Guess what though?  We're not at all ready.  Our talk, "blending two families" has only been touched on while drying dished, putting girls to sleep, and making lunches for the next day.  This week Scott had "events" at his school every. single. night.  And Friday night he has Physical Therapy for his back.  Sooooo we'll have to pretend we're back in college and 'pull an all nighter' on Friday night to prepare.  See?  I need prayer! 

Here's what is done... our bio for the program.  It's only done because it was due last week.  It was weird and kinda funny to fit the past almost twenty years of marriage into a few paragraphs. 

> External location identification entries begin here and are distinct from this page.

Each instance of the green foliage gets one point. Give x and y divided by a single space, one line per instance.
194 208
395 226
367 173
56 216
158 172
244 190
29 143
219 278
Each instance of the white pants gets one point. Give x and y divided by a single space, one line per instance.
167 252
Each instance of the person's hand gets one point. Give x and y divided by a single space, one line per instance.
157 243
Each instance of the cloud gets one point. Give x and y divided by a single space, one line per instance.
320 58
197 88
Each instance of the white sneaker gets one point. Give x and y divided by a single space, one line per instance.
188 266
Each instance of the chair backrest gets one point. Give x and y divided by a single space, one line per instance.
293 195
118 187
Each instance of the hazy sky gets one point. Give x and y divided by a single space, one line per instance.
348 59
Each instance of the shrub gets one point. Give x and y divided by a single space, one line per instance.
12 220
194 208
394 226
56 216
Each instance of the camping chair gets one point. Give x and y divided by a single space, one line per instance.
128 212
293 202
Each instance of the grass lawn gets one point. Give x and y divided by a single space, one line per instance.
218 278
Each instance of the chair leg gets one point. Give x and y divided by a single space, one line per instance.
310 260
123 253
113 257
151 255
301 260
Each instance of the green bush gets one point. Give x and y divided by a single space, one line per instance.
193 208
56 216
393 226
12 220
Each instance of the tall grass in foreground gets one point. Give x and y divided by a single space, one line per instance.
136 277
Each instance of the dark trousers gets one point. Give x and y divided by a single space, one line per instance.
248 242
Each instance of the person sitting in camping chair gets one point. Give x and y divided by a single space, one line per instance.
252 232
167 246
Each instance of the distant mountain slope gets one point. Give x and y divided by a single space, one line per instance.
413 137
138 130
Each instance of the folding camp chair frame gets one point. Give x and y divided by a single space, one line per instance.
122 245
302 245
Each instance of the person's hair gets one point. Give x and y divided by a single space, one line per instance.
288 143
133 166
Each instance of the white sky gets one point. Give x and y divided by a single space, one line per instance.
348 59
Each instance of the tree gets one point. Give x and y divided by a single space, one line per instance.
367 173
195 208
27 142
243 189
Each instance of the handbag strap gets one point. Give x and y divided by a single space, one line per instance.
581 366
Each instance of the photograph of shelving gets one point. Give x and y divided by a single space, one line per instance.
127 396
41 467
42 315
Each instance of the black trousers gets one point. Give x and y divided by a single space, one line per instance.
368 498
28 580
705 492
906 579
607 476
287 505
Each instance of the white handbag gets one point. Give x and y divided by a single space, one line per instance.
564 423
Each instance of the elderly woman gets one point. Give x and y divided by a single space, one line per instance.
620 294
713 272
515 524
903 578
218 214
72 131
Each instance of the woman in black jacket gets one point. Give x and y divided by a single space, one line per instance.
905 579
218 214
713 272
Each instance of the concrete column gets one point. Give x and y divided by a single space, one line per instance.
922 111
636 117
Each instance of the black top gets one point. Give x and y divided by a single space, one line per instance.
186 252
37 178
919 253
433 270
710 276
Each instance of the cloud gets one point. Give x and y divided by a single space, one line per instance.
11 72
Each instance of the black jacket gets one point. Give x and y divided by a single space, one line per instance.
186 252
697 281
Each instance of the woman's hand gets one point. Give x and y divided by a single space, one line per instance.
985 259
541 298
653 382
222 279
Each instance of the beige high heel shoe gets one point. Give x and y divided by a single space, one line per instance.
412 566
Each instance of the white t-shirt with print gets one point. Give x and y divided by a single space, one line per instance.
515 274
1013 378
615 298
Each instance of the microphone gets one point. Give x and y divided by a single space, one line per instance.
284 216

I'd rather have just given them a link to this blog but thought that might have been too long!  :)


Scott and Tara Baker


Scott and Tara met and began getting to know each other in high school.  They dated in college and both became teachers.  They were married in 1996 by their beloved college priest and started their journey of life together nearly twenty years ago.  In 2002 God began to open their hearts toward the miracle of adoption and in 2004 they traveled to Chongqing, China to meet their baby girl.  Three years later they welcomed a second daughter into their family, this time through the miracle of birth.  They feel so blessed to have been given the gift and the joy of knowing both adoption and birth.  Tara left teaching ten years ago to stay home raising their girls and Scott became an elementary school principal.  During this time their youngest daughter was diagnosed with a digestive disease; a chronic disease that brings many hospital visits and special care at home to avoid the pain associated with it.  They have learned and grown in more ways through this and other challenges in being parents.  Now that their children are no longer so little, Tara has returned to part time teaching.  Their daily lives are full of the fun and adventure that a busy family brings.   And although their family journey was not what they would have guessed standing at the altar nearly twenty years ago they can only look back with complete gratitude knowing God’s hand was guiding their steps and directing their paths.